Kalau tadi ia tidak kehilangan hasrat makan, mungkin keadaan akan menjadi berbeda. Ia makan cilok dengan begitu lahap, kekenyangan, lalu menjadi malas, dan mengantuk. Pekerjaan pun tak selesai, dan itu adalah kiamat baginya.

Dengan sangat lancar, ia mengetik kata demi kata (Eh, huruf demi huruf dulu ding. Baru kata demi kata. Terus kalimat demi kalimat. Kemudian paragraf demi paragraf). Mengawali karangannya, ia menulis,

"Keluhan tentang kesulitan menulis paragraf pertama kerap dilontarkan oleh mereka yang sedang belajar menulis.

Ini sebenarnya masalah klasik yang sangat sering muncul, bahkan tidak hanya bagi mereka yang masih dalam tahap belajar menulis, tetapi juga bagi mereka yang sudah dalam tahap terbiasa menulis."

Sampai di sini, sepertinya tokoh kita sedang curcol. Tapi tak apalah, penulis kan bebas mau curcol atau tidak. Itulah enaknya jadi penulis. Kikikiki.

Baiklah, kita lanjutkan membaca tulisannya.

"Sementara itu, sejauh pencarian saya, pengetahuan dan tips mengenai hal tersebut masih sangat minim.

Jarang ada penulis profesional yang secara khusus mau membahasnya. Padahal bagi para penulis pemula, pengetahuan ini sangatlah penting untuk diketahui."

Iya. Bukan cuma penulis pemula, buat dia yang sudah terbiasa menulis pun pengetahuan tentang hal itu juga penting keules.

"Menulis paragraf pertama, adakalanya memang sangat terasa sulit. Baik pada karangan fiksi, ilmiah, maupun karangan populer. Namun setelah membaca tips-tips berikut, kesulitan tersebut saya pastikan akan berkurang."

Ia tampak percaya diri dan begitu yakin dengan tulisannya. Seakan tukisannya akan sangat berpengaruh dan bermanfaat. Tapi sekali lagi, memang demikianlah penulis itu, bebas. Hehew.

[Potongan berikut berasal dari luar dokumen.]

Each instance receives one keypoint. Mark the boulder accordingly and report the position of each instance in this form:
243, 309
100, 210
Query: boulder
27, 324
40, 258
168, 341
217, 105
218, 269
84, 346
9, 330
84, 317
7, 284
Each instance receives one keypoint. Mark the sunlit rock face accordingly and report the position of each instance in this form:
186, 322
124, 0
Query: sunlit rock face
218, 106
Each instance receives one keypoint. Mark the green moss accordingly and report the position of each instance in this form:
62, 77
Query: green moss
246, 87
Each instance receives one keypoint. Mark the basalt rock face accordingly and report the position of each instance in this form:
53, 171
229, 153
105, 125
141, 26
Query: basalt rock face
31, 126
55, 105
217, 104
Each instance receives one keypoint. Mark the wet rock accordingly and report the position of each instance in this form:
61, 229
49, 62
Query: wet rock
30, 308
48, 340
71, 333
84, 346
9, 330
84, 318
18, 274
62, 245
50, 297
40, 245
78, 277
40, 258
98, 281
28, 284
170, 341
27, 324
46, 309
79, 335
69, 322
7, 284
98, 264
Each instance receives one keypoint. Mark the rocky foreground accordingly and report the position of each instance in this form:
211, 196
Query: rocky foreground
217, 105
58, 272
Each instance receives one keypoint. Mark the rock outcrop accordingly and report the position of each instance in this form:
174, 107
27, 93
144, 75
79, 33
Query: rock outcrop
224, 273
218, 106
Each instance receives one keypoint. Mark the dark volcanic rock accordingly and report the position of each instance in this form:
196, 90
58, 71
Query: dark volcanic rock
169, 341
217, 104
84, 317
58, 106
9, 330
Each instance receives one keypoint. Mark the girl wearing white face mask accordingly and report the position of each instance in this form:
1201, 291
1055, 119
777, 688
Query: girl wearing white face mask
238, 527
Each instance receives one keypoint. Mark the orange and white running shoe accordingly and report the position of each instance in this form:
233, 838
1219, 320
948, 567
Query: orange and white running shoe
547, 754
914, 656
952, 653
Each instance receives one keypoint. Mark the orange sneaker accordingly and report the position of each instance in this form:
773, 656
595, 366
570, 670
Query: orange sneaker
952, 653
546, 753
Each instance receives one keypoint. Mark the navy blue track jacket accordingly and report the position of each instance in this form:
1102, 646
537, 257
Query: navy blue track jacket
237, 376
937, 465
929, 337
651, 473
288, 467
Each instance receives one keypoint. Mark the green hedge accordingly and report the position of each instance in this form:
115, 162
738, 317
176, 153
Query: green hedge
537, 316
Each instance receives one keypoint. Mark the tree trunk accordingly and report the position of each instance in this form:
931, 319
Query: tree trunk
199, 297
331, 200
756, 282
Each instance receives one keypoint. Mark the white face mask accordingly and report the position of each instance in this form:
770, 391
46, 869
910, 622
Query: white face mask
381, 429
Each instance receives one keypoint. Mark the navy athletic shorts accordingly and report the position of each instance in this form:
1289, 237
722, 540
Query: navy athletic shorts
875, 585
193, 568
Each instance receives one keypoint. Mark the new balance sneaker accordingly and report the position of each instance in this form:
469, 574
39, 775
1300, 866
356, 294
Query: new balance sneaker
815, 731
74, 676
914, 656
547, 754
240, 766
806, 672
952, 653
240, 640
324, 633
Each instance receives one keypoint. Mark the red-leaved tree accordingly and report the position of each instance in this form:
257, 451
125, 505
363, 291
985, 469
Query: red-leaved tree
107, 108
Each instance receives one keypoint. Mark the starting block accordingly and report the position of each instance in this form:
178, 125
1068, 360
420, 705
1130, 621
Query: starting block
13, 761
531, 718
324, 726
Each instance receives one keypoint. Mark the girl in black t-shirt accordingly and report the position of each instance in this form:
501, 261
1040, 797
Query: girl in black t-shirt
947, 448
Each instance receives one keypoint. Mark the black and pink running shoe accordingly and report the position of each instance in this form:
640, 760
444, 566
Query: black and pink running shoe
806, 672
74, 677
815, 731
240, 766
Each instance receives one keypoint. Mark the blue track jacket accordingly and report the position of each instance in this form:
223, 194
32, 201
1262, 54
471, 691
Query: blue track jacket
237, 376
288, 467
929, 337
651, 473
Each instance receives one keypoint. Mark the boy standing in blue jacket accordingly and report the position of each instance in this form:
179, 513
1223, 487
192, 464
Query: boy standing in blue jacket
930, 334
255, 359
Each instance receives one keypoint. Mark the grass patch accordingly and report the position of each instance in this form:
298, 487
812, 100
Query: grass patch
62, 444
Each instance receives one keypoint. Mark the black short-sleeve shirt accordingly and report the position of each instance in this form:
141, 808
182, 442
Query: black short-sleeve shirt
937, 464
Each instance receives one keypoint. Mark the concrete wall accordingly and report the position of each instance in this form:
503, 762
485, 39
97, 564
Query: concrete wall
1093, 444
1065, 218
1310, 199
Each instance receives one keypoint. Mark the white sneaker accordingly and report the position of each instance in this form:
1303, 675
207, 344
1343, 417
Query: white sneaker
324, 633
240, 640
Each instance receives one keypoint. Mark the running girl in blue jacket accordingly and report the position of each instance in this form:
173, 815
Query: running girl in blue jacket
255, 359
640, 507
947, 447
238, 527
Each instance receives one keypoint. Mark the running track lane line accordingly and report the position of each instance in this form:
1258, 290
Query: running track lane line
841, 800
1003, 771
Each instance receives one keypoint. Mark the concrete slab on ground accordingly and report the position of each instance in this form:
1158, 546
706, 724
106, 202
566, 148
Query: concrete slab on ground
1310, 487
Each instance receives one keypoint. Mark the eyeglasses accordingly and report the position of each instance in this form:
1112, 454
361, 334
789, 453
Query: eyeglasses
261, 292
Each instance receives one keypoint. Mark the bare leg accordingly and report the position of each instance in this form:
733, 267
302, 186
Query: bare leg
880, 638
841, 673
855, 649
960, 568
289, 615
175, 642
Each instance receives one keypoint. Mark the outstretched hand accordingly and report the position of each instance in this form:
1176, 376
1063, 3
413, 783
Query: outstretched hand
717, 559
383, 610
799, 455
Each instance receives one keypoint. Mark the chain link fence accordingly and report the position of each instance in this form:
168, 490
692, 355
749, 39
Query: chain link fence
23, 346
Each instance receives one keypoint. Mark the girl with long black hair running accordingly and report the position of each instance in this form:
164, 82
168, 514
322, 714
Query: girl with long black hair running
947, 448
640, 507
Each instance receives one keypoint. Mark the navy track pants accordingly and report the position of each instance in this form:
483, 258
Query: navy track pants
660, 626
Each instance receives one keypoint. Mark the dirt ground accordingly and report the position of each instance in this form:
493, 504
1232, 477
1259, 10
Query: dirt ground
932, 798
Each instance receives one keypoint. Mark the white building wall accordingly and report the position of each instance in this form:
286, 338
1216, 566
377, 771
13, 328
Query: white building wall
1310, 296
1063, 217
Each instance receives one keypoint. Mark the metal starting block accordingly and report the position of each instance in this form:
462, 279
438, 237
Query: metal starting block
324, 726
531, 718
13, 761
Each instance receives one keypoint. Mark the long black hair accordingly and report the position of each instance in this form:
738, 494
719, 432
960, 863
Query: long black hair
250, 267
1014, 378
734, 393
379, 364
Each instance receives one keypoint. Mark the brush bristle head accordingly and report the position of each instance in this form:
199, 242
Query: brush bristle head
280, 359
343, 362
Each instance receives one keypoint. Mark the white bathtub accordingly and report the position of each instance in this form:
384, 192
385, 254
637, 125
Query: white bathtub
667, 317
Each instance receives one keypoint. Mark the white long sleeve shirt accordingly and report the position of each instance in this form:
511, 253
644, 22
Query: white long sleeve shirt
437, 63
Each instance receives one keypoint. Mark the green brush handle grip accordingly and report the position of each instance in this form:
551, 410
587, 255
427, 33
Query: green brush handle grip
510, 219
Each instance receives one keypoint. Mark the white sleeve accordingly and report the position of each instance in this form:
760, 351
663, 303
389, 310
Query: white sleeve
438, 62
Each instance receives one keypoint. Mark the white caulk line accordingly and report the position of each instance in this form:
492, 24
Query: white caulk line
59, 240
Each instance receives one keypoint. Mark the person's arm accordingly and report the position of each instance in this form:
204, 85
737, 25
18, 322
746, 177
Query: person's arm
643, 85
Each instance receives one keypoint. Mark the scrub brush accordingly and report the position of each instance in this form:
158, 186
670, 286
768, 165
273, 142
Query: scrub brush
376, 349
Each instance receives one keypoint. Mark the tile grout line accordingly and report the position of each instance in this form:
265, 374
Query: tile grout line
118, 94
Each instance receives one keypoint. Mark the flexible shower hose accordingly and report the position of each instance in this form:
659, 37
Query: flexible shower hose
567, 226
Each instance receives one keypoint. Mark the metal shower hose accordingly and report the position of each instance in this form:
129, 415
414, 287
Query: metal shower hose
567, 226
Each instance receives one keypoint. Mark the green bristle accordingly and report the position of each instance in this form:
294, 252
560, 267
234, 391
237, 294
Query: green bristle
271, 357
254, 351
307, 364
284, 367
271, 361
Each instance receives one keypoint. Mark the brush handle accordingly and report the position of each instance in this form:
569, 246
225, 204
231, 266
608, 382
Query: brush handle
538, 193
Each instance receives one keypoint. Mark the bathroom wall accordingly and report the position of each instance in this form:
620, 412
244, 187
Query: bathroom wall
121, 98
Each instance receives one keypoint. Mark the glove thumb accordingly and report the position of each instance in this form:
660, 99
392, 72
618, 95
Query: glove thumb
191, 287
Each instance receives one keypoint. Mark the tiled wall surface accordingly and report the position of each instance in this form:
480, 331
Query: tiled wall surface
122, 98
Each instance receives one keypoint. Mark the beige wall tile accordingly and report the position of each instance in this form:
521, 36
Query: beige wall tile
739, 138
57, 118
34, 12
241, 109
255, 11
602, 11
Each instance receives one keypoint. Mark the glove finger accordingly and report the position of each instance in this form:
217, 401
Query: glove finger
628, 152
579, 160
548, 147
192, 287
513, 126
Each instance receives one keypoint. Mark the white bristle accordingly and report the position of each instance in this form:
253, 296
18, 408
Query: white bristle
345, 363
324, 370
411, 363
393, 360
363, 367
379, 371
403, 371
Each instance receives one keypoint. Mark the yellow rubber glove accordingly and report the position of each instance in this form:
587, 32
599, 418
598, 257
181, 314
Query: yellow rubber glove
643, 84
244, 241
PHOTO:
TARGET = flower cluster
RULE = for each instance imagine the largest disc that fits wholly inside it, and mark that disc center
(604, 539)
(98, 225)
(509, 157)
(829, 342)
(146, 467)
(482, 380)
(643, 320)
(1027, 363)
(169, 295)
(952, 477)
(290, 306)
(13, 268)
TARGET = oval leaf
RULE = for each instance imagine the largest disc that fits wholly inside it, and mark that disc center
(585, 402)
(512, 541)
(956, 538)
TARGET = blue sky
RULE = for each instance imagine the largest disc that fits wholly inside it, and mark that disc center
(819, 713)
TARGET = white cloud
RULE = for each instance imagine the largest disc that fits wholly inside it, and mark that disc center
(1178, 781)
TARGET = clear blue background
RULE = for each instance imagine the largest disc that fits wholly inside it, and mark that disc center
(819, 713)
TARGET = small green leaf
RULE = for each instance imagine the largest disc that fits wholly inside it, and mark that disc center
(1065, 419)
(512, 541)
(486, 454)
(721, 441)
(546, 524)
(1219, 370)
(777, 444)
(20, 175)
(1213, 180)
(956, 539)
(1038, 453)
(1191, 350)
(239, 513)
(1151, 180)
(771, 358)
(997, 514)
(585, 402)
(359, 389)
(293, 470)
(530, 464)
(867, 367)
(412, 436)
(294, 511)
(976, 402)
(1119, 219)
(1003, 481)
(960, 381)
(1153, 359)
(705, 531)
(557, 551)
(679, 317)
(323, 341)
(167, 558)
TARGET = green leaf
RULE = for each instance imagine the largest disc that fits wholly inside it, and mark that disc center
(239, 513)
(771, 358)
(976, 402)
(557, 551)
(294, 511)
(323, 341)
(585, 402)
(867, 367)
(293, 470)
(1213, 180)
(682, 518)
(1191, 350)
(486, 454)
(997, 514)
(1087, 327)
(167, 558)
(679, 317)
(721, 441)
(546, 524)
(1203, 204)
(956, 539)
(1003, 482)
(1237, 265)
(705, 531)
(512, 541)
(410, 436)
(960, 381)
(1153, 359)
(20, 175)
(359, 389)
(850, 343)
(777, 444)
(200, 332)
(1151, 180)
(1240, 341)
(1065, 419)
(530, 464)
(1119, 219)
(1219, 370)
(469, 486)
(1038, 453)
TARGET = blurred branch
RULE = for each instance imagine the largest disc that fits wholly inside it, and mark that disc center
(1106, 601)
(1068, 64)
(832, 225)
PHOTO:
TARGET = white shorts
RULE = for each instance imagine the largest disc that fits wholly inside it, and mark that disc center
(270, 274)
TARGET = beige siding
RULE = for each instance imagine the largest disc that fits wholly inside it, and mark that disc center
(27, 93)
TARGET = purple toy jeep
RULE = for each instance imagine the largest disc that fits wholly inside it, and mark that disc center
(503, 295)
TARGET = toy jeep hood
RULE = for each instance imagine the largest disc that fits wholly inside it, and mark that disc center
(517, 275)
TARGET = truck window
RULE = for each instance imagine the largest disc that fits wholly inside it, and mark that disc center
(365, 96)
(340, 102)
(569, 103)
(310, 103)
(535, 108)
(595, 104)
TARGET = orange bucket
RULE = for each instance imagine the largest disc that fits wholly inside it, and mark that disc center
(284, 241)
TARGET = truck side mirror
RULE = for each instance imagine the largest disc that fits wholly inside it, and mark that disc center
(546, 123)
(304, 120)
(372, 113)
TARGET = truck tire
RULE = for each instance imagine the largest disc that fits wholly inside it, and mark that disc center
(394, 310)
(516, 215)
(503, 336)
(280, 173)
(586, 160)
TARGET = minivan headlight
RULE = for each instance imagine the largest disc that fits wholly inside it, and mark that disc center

Jadi penasaran apa saja sebenarnya tips yang ia bagikan?

Inilah dia!

1. Menarasikan Tentang Waktu

Untuk membuka sebuah karangan, kamu bisa menggunakan narasi waktu. Narasi waktu sering digunakan oleh penulis-penulis cerita perjalanan, cerpen, prosa, esai, maupun novel. Pada tulisan opini di koran-koran, tak jarang teknik ini juga digunakan.

Berikut ini adalah contoh-contoh narasi soal waktu yang bisa kamu terapkan.

"Senja masih menampakkan rona jingganya ketika saya tiba di pantai Parangtritis. Dan seterusnya."

"Hari sudah beranjak siang, namun rasa lelah sama sekali belum terasa bagi kami peserta tur bareng Honda kali ini. Dan seterusnya."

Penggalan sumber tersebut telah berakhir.